First, our modern parties—well-sorted, ideologically coherent, and politically divergent—seem increasingly at odds with the core constitutional features of our system of government (separation of powers, checks and balances, federalism). Those features presume the need for compromise and appeared to be much better adapted to the pragmatic, catch-all parties of yore. Where do we go from here if the goal is to support government that can actually solve problems? We aren’t presuming we can revert back to the golden age of the mid-20th Century (if in fact it was that golden). But what are the alternative models for how our system of government could function reasonably effectively? Are there any relevant lessons from comparative politics or American history that would suggest a path forward?

Second, we have also been struck by the growing body of literature that is reconceiving parties as networks anchored in, and animated by, elites and well-organized interests acting as “long coalitions” of “intense policy demanders.” We appreciate that, insofar as it reflects the evolving reality, this conception of parties calls into question a number of assumptions, about the electorate’s role in our political system, the accountability of parties, and the ability of the system to force recalcitrant partisans back to the center. What should we make of this alternative view of party politics? If it holds up, what does it imply for our goal of alleviating the impact of polarization?
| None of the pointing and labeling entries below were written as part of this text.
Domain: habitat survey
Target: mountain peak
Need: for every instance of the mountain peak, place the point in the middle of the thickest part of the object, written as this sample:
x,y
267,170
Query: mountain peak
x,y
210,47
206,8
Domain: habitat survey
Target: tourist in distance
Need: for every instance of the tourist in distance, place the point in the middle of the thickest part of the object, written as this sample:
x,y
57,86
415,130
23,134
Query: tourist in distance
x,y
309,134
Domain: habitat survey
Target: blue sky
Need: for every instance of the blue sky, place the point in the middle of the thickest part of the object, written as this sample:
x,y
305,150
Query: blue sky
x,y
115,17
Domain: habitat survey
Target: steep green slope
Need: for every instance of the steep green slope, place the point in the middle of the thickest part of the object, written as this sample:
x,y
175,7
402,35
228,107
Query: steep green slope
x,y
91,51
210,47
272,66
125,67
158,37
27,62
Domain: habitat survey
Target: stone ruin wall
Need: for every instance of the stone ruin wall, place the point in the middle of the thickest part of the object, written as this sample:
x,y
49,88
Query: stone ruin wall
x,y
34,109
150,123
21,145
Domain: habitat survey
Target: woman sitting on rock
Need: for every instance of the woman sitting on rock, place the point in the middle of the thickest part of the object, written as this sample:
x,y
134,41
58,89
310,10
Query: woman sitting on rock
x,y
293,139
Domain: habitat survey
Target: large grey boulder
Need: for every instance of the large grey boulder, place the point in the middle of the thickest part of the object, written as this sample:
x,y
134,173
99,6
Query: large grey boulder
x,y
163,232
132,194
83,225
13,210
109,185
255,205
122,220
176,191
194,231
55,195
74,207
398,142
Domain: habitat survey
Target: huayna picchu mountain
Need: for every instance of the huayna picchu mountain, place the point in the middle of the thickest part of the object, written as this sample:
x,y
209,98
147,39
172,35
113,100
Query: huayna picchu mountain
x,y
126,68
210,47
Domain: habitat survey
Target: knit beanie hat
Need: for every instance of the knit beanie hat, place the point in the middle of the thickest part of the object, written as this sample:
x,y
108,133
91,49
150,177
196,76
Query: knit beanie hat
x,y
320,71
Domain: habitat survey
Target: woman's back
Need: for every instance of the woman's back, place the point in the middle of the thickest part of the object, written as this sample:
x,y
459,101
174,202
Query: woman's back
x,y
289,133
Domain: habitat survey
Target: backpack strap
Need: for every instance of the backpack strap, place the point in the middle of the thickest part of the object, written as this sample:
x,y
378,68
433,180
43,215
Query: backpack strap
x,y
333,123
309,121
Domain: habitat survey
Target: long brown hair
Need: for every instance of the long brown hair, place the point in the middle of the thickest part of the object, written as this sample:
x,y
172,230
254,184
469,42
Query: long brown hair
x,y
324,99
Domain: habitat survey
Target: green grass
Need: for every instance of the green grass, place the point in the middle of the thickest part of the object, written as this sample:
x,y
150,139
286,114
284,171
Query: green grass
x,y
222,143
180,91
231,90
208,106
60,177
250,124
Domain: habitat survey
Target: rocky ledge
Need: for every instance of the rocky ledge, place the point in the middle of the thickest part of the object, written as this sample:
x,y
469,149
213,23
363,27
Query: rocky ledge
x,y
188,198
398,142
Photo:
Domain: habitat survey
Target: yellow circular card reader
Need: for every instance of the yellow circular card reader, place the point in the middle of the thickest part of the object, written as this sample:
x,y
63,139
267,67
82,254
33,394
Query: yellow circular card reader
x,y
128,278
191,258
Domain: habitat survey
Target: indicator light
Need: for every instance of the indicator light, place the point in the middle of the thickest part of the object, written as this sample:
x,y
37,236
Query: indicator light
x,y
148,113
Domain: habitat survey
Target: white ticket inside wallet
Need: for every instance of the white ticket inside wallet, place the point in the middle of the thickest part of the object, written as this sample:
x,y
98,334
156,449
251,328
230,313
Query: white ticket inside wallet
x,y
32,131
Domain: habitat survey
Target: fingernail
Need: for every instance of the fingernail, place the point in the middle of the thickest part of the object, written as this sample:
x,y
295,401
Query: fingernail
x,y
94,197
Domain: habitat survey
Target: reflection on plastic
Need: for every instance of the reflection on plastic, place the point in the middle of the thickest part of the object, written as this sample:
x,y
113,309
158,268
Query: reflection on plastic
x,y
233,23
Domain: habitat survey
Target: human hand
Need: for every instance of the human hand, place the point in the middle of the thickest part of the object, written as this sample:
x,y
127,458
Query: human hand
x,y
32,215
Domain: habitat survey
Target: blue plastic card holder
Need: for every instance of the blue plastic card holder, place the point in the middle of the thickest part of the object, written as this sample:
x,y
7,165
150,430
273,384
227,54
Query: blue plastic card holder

Finally, are there any structural reforms to our electoral system and processes (e.g., primaries, redistricting, campaign finance, voter registration and election administration, etc.) that you believe should be a central focus of our grantmaking? We went into this work expecting that these types of reforms would be very important, but the more we sift the evidence about their potential impact and consider the challenges and opportunities for making them happen on a state-by-state basis, there don’t appear to be any “slam dunks” in this area. Are we missing anything?